Den anderen europäischen Nationen fällt es schwer, sich gegen die Konkurrenz aus dem Norden zu behaupten. Österreich hat seinen Architektur-Star aus den Zeiten der Postmoderne ins Rennen geschickt. Hans Hollein hat auf das schmale Grundstück ein plastisch und koloristisch kräftig strukturiertes Gebilde gesetzt.

Zum Tiergarten hin streckt der Bau einen kompliziert gekurvten und gewölbten, kupferverkleideten Kopfbau nach vorn, der in den Obergeschossen die Büroräume des Botschafters enthält und einen glasüberwölbten ellipsenförmigen Empfangssaal von beeindruckendem architektonischem Anspruch umschließt. Von diesem Scharnier aus sendet Hollein den zurückhaltend instrumentierten Verwaltungsflügel und den braunrosa gefärbten, kubisch differenzierten Flügel der Botschafter-Residenz in Richtung Garten nach vorn. So entstand eine komplexe Gebäudeplastik, die den Passanten auf der Straße Einiges zum Schauen bietet, ihnen aber auch einige unnötige Detail-Rätsel aufbürdet.
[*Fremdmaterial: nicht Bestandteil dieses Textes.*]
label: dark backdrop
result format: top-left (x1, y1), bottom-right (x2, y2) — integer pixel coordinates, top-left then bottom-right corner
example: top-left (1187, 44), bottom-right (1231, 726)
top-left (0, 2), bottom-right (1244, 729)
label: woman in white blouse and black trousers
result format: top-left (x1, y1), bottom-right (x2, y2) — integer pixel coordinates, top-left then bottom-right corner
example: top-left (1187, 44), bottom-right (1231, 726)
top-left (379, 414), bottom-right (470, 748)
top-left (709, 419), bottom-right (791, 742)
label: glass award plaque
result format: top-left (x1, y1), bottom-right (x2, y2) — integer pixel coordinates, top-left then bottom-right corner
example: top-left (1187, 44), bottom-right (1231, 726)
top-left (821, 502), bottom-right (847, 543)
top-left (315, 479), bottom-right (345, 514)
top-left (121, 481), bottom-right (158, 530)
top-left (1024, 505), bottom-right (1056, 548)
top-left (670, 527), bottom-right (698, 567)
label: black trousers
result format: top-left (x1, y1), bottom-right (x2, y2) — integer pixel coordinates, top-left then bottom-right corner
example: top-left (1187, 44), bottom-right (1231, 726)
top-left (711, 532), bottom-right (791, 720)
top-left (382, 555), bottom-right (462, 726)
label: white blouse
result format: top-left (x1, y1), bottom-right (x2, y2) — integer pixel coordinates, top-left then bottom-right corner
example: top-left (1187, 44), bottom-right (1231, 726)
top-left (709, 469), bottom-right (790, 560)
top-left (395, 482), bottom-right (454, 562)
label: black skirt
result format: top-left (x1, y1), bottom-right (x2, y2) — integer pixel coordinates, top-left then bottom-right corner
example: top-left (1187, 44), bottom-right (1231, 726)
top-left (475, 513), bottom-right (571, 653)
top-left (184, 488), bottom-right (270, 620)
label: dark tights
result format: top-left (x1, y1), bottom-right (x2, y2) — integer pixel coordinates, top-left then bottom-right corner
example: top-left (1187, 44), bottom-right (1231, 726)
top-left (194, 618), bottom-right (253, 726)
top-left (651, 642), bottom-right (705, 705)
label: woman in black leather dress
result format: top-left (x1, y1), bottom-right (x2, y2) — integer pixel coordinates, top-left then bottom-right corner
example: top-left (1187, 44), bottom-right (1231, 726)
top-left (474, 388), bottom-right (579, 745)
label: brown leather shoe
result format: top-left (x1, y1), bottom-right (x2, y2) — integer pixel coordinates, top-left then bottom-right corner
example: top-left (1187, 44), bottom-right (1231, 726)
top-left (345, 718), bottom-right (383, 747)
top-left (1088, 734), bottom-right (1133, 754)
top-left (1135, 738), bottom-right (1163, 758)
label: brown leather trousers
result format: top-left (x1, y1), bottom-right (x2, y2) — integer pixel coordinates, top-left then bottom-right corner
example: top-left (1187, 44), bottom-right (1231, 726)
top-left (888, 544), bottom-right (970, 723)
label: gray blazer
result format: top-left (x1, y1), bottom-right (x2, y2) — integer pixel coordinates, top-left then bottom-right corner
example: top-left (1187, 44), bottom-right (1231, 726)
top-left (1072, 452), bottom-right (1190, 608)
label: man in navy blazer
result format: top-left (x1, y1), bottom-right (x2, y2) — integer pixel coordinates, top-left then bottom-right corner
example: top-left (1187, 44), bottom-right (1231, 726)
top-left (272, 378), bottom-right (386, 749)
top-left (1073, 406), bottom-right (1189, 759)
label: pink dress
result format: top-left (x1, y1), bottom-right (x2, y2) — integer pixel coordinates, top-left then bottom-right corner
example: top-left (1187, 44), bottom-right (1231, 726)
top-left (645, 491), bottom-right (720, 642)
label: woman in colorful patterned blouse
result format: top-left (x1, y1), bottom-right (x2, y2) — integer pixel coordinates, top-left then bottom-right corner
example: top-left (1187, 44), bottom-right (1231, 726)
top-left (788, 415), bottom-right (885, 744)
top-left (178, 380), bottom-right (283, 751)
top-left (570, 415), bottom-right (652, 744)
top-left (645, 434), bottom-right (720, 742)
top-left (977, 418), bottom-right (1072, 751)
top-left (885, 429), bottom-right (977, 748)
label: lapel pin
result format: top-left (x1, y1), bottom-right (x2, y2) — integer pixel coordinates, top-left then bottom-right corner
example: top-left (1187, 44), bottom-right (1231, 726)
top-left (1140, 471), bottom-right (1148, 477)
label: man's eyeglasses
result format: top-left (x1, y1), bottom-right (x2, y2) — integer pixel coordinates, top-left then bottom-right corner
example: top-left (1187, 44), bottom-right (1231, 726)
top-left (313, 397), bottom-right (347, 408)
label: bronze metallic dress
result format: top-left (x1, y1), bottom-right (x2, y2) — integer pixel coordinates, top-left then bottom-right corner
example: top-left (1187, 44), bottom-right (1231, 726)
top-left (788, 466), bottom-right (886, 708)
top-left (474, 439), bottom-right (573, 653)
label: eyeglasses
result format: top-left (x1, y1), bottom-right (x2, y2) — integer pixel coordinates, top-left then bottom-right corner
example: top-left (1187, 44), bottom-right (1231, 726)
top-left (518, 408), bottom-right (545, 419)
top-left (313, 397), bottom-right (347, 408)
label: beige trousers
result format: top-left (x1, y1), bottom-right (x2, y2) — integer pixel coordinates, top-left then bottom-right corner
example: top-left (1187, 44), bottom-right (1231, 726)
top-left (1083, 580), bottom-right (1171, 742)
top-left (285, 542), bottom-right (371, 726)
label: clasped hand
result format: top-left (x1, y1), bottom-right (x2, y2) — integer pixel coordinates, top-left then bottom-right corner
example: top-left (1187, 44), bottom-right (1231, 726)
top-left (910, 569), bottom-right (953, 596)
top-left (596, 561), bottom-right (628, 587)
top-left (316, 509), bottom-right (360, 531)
Dass die Britische Botschaft an ihrem angestammten Platz im Rücken des Hotels Adlon sich spektakulär den Berlinern zuwenden würde, war schon klar, als Michael Wilford - er hat mit James Stirling die bunte Architekturcollage der Stuttgarter Staatsgalerie geschaffen - den Auftrag für den Bau bekam. Wilford hat die Probleme des auf drei Seiten von Brandmauern umschlossenen Grundstücks künstlerisch geschickt als vitalen Vorteil umgedeutet, indem er aus der Schaufassade einige stereometrische Baukörper knallig bunt hervortreten ließ, im Inneren einen großen Hof freischlug, die Büros in die Seitenbauten verpackte und vor der endlos langen Rückwand eine kraftvoll farbig ausgemalte gläserne Treppenhalle elegant in das weite Foyer vor der lilafarbenen Trommel des Konferenzzentrums hinaufsteigen ließ.

Wenn es irgendwo in Berlin einen modernen Raum gibt, der sich auf unterhaltsame Weise mit seinen Benutzern verbündet, dann ist es diese glasüberdachte weite Halle im ersten Geschoss der Britischen Botschaft: Sie macht klar, dass Pop und Pomp sich in England wunderbar ergänzen können.